Yesterday morning, BitGrail cryptocurrency exchange announced its reopening via Twitter. Unfortunately, just three hours later, exchange users saw an abrupt closure of services once again.
On May 2, BitGrail, a cryptocurrency exchange based in Italy, announced to its customers that the exchange was resuming services after a several-week hiatus. Unfortunately, just three hours later, BitGrail tweeted:
“We have temporarily disabled the BitGrail exchange pending further notice.”
Around the same time, the exchange posted a more thorough explanation of the circumstances surrounding the closure on its website:
“This morning, following the re-opening, we were notified of a deed by the court of Florence requesting the immediate closure of BitGrail and this situation will persist until a decision is made by the courts, about the precautionary suspension request made by the Bonelli law office on behalf of a client.”
BitGrail said that the aforementioned court decision is slated to be made two weeks from now, on May 16. “Even though we don’t agree with this decision, we are obliged to respect the law and to suspend any BitGrail business immediately,” the exchange wrote.
According to reports, BitGrail was apparently robbed of approximately $187 million worth of Nano tokens in February. The exchange was one of the main portals for trading the Nano token, previously known as RaiBlocks.
The claim of a hack, made by founder Francesco Firano, was met with skepticism. In January the exchange put a halt to all withdrawals and deposits of Nano, Lisk, and Crytpoforecast tokens. Shortly thereafter the exchange announced new identity verification and anti-money laundering protocols, as well as the possibility of blocking non-European users.

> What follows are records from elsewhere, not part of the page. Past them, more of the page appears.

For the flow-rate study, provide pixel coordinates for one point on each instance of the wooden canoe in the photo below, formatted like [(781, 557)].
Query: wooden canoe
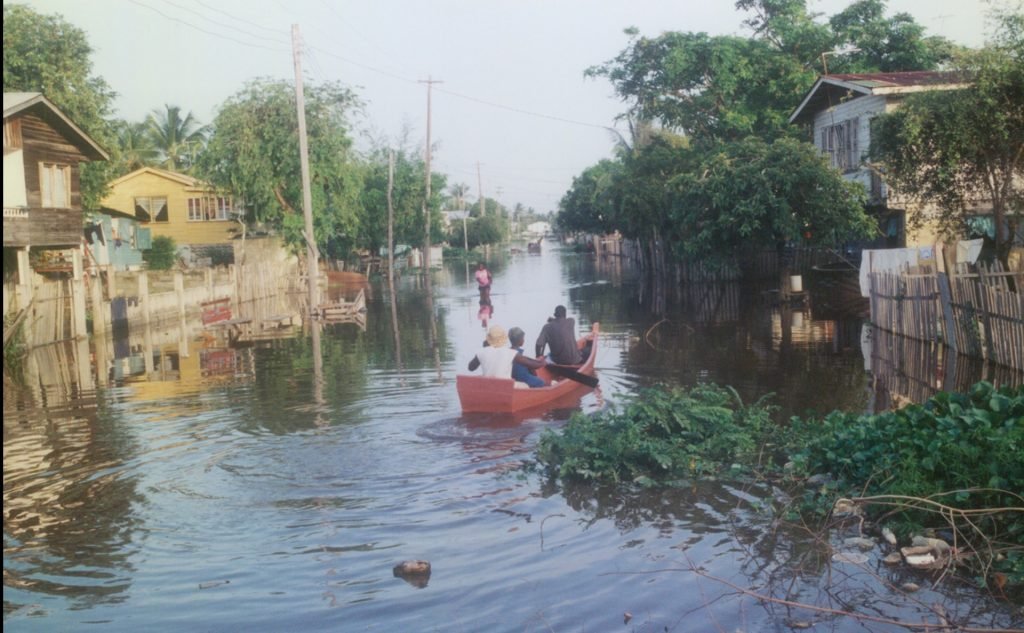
[(480, 393)]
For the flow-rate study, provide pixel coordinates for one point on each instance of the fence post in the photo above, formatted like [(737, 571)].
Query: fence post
[(78, 295), (948, 324), (143, 301)]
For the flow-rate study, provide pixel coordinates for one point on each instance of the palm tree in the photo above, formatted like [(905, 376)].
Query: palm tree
[(135, 148), (459, 192), (177, 139)]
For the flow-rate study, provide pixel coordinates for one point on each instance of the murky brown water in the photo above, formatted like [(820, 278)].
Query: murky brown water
[(252, 490)]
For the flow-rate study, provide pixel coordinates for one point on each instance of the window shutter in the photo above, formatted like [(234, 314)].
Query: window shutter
[(143, 239)]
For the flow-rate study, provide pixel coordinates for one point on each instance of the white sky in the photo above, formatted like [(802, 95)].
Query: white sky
[(514, 97)]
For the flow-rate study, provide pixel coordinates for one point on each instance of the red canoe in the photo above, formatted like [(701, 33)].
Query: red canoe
[(501, 394)]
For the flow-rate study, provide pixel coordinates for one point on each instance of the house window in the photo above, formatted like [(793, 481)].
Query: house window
[(12, 133), (151, 209), (54, 185), (840, 142), (209, 208)]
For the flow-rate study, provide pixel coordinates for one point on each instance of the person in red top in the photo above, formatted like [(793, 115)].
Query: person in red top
[(483, 282)]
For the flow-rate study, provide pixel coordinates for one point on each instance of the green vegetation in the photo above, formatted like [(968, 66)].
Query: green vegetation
[(162, 255), (953, 464), (662, 435), (253, 153), (966, 450), (960, 148), (712, 165)]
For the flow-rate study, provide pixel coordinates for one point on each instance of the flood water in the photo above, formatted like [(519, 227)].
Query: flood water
[(255, 489)]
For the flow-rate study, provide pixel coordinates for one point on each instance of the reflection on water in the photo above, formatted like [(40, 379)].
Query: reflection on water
[(274, 486)]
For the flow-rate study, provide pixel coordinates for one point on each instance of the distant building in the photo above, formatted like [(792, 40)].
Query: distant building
[(115, 239), (179, 207), (539, 228), (838, 110)]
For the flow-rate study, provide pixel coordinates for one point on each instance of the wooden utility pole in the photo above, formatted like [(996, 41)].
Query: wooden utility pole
[(479, 186), (426, 201), (307, 197), (390, 222)]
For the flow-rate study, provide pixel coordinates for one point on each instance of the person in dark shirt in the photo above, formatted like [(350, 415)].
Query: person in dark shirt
[(521, 373), (559, 335)]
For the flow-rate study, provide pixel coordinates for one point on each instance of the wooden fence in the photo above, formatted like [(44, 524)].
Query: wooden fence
[(977, 312)]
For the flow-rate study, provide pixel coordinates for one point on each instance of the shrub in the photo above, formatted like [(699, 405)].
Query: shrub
[(162, 255), (660, 435)]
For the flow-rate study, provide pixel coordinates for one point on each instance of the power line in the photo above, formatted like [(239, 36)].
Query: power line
[(222, 25), (243, 19), (523, 112), (202, 30)]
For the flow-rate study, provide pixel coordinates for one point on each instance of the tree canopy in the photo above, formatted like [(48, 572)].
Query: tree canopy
[(407, 197), (254, 153), (48, 54), (963, 148), (726, 87), (178, 139)]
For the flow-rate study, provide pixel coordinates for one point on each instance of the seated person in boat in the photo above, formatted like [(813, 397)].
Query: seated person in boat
[(520, 373), (497, 359), (559, 335)]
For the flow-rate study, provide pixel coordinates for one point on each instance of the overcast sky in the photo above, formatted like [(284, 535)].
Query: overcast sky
[(513, 98)]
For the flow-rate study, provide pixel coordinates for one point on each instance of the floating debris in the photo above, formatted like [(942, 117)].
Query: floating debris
[(889, 536), (851, 557), (212, 584), (845, 507), (919, 556), (416, 573), (860, 543)]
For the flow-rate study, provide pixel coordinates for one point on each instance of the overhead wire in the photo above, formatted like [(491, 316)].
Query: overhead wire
[(224, 26), (202, 30), (317, 68)]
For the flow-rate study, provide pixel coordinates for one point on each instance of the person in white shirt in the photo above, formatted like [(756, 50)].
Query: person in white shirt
[(496, 359)]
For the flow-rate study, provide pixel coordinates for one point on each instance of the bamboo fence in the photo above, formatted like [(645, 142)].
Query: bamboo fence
[(977, 312)]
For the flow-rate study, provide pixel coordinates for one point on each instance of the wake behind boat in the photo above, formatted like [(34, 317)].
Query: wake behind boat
[(481, 393)]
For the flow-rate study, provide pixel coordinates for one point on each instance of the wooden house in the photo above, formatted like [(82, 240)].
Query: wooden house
[(42, 151), (177, 206), (116, 240), (838, 111)]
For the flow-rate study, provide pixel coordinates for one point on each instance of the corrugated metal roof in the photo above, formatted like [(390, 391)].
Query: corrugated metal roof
[(14, 102), (898, 80)]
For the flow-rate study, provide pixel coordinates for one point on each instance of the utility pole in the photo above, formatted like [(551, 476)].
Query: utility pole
[(426, 201), (479, 186), (307, 197)]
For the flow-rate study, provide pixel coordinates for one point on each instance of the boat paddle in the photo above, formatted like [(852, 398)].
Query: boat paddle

As noted, BitGrail fell victim to an apparent hack earlier this year on February 8, resulting in the loss of 14 million Nano coins worth $187 million at the time. Now, investors who lost their funds have filed a petition asking an Italian court to declare the cryptocurrency exchange bankrupt.
Last week, Italian law firm BonelliErede filed a bankruptcy petition on behalf of BitGrail creditor Espen Enger, who allegedly was in contact with several hundred victims. According to a Medium post, the BitGrail victims were concerned that their assets would be depleted further, which was why they ‘prefer an immediate accounting of BitGrail’s assets in bankruptcy.’
The post reads: “We ask that those who disagree with the decision to file for bankruptcy to respect their fellow victims and to refrain from acting in ways that could undermine the claims of their fellow victims. Most importantly, it is important to respect the judicial process. The victims of the BitGrail exchange will be most effective in pursuing their interests when they are unified.”
In March, BitGrail vowed to refund the victims. The cryptocurrency exchange proposed issuing a newly-minted BitGrail Shares (BGS) token, which it said would cover 80% of the losses. The remaining 20% would be covered in Nano tokens (XRB), according to BitGrail. As part of this arrangement, however, victims would be required to sign an agreement forgoing any future legal action against the exchange.
In April, U.S. law firm Silver Miller filed a lawsuit (now the second against BitGrail) on behalf of Alex Brola, who invested $50,000 into Nano in 2017. In its lawsuit, Silver Miller sought to have the altcoin conduct a hard fork that would ‘reset’ its amount to where it was before the theft took place. In response to the lawsuit, the Nano Foundation announced it would sponsor a legal fund to provide all BitGrail victims with proper legal representation.